# oil pressure



## ironwolf365 (Aug 17, 2010)

i have a 2004 passat. 1.8t and just changed the oil afterwards the oil light was beeping and actually said stop turn engine off....oil pressure....service manual...i checked the oil level and it was fine and now the car died and wont re-start......any ideas.....sensor?


----------



## gmikel (Nov 10, 2010)

*siezed?*



ironwolf365 said:


> i have a 2004 passat. 1.8t and just changed the oil afterwards the oil light was beeping and actually said stop turn engine off....oil pressure....service manual...i checked the oil level and it was fine and now the car died and wont re-start......any ideas.....sensor?

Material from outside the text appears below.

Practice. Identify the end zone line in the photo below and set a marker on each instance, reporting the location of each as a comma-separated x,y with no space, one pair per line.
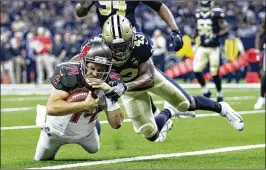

drop the oil pan and check the screen on the pickup for the pump. they can and do get plugged with sludge, especially on conventional oil.


----------



## ironwolf365 (Aug 17, 2010)

apparently theres a class action lawsuit on a engine slug issue with vw, i talked to the shop today they tried telling me its the timing belt ? do you think its worth taking to vw about this slug issue


----------



## gmikel (Nov 10, 2010)

*absolutely*



ironwolf365 said:


> apparently theres a class action lawsuit on a engine slug issue with vw, i talked to the shop today they tried telling me its the timing belt ? do you think its worth taking to vw about this slug issue


i believe there is a tsb that extends the warranty and advises the use of synthetic oil and a larger oil filter to increase the oil capacity. if it won't turn over it's not the timing belt.


----------